Evan Jones

Personal information
- Born: 5 June 2004 (age 22)

Sport
- Country: Great Britain Scotland
- Sport: Swimming
- Event: Freestyle / Butterfly

Medal record
Representing Great Britain
World Championships (LC)
| Gold medal – first place | 2025 Singapore | 4×200 m freestyle |
European Junior Championships
| Gold medal – first place | 2022 Otopeni | 4x100 m medley |
| Silver medal – second place | 2021 Rome | 4x100 m mixed medley |
| Silver medal – second place | 2022 Otopeni | 4x100 m freestyle |
Representing Scotland
Commonwealth Games
| Bronze medal – third place | 2022 Birmingham | 4 × 200 m freestyle |
| Bronze medal – third place | 2022 Birmingham | 4 × 100 m medley |

= Evan Jones (swimmer) =

Scottish swimmer (born 2004)

Evan Jones (born 5 June 2004) is a Scottish swimmer.

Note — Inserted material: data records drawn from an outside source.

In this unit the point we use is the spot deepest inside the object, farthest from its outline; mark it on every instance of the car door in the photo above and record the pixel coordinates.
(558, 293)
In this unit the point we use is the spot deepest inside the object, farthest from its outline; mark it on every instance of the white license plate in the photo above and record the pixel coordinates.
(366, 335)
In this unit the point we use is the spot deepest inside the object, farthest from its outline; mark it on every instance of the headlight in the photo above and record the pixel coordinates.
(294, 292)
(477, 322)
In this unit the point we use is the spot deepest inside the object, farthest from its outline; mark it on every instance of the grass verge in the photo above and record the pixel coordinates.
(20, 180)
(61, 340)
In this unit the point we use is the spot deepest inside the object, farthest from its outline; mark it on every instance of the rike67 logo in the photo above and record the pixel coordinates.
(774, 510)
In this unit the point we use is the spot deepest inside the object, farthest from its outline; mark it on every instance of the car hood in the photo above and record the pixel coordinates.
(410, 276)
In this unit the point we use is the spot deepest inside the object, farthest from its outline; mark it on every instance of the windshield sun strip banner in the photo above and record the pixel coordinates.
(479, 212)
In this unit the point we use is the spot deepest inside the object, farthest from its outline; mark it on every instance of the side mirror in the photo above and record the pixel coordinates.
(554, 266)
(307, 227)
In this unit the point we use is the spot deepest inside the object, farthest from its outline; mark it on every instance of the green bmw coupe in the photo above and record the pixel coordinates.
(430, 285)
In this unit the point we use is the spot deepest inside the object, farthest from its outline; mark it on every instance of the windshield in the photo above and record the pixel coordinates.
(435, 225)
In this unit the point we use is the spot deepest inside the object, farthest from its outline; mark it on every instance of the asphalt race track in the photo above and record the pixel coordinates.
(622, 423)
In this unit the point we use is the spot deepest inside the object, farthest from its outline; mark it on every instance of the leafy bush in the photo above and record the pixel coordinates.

Jones was born in Scotland to English parents.

In 2022, Jones swam butterfly in the British 4 × 100 medley relay team which won gold at the European Junior Swimming Championships. At the Commonwealth Games in Birmingham, Jones was a bronze medalist in the 4 × 200 m freestyle and 4 × 100 m medley relays, swimming the freestyle leg of the latter.